No, she thought, his real problem now was that his problems weren’t HIS problems, they were Alberich’s. Ilya was easy enough to escape, but this Lukas was a different animal. Cael may have gotten into trouble before, but Alberich’s trouble may be beyond his abilities.
But… if she were there, maybe… maybe she could help him. If she could trust this Lukas at his word. Return the favor for her three years of freedom, however false they seemed in hindsight. Maybe he would be willing to stay a while before leaving again. Say goodbye, and give her time to prepare for a return to this life of stillness so it wouldn’t feel so suffocating. Maybe her mother’s idea of another child wasn’t so crazy. Her stomach cringed at the memory of her first. No, she wouldn’t have to think about that right now, anyway.
But was she really thinking of joining Lukas, this shadow that caused such terror in her life already? Ilya curled into a ball and hugged her knees. Maybe… Kostya had admired her bravery just for talking to him. Maybe she was braver than she thought.
Don’t be stupid! He doesn’t need you, remember?
She imagined him floating in the vast sky, a metal spec of a ship indiscernible from the stars; so frustratingly arrogant and cowardly, and vulnerable to the endless, cold vacuum; with Lukas racing after him.
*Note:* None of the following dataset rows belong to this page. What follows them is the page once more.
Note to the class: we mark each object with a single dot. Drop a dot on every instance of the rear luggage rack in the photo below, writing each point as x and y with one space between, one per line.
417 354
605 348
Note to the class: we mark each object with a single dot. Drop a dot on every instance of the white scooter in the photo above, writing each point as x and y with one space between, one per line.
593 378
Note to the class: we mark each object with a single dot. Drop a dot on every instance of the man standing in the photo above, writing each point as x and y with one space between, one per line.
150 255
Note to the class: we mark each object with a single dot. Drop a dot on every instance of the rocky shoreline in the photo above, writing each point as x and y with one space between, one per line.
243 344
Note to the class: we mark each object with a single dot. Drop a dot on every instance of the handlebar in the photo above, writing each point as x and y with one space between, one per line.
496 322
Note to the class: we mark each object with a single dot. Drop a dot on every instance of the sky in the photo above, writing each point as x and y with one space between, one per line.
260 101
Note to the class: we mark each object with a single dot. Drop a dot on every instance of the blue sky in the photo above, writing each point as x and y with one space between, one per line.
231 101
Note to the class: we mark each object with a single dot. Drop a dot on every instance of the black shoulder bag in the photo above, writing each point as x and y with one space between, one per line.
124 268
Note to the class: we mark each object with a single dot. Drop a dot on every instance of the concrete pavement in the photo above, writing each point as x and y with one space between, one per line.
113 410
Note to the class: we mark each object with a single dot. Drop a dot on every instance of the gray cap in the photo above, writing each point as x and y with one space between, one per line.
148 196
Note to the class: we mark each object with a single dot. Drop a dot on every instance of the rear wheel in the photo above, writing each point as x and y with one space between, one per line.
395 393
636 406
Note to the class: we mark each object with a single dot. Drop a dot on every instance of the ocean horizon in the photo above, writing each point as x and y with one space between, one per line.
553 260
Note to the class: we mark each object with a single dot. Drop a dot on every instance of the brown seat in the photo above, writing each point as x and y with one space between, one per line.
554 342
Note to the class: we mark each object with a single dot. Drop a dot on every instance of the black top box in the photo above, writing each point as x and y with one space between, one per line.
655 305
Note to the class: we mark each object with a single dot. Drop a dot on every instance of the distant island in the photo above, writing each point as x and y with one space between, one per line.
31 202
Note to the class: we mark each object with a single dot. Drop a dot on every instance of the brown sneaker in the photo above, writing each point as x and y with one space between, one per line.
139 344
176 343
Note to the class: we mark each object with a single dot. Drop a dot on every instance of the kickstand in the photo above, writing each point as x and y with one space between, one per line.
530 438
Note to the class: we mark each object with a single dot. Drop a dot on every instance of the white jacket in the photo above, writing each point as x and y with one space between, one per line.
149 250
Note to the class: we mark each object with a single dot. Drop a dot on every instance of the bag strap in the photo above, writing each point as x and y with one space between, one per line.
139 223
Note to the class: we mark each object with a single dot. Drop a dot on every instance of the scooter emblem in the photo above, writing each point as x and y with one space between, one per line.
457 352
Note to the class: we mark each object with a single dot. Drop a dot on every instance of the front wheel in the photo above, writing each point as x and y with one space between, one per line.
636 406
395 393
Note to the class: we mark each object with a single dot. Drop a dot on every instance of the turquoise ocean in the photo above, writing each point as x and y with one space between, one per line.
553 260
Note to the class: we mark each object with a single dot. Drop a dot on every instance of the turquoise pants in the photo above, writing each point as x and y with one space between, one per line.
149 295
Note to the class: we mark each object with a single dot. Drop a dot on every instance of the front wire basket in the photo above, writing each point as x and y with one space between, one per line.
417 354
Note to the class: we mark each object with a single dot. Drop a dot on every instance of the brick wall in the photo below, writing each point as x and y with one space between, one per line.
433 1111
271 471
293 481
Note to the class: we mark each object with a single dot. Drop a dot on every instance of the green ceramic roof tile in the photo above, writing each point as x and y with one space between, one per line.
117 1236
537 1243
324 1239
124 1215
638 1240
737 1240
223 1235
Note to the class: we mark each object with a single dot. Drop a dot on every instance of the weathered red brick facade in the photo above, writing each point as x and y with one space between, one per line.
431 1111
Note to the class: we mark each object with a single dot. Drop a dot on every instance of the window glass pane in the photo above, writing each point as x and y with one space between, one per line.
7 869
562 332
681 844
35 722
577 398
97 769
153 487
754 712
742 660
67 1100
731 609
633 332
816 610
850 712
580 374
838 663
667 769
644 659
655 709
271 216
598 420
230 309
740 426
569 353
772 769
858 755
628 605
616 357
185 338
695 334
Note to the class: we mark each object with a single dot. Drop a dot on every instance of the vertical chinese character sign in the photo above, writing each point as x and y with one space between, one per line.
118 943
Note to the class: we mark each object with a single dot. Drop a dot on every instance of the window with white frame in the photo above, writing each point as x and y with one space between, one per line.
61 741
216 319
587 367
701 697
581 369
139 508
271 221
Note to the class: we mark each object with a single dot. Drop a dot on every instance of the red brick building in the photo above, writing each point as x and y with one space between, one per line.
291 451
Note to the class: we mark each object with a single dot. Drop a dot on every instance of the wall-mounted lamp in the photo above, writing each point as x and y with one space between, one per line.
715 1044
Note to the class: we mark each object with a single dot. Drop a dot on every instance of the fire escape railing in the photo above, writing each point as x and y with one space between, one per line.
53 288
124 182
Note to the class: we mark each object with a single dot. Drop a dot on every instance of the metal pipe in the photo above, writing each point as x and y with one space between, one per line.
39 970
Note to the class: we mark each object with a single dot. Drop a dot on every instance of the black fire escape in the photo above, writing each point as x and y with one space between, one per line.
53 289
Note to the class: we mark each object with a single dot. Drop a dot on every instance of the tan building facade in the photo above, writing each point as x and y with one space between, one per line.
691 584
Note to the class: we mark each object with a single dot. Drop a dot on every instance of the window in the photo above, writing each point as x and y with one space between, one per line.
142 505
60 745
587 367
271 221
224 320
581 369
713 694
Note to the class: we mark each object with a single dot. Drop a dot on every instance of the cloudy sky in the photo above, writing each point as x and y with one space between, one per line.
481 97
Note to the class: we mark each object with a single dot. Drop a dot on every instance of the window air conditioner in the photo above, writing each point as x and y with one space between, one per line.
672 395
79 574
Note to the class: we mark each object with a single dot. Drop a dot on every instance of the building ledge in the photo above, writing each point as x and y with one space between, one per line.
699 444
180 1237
Ilya had thrown off the sheets again and had slipped on her shoes and coat in the dark before she realized what she was doing. Her feet found their own way tiptoeing down the hall and the steps to the back door. She found her cousin’s truck parked there, and in its bed, her bike. She dragged it down as quietly as she could in her weakened state, and peddled it off the compound before starting the engine. All the while, she tried desperately to keep her mind free of thought, to let her body do the acting. If she was going to do this, she couldn’t delay any longer. Lukas may have already taken off, for all she knew, and then her decision would be made for her.
As she approached the city lights, she couldn’t help but see how pretty they were. The familiar skyline blurred with the tears in her eyes, and a thought slipped through wondering how long it would be before she saw those lights again.
Lukas’s ship looked like a single, sleek, black wing. Its surface was glossy and reflective like a dark mirror. He leaned casually against the hatch that dropped down in the back, and watched Ilya as she walk her bike up to him across the dock platforms. She stopped as the wing’s shadow fell across her.
“I haed a feeling I’d saee you again.”
“Just,” bring him back to me, she thought, “take me with you.”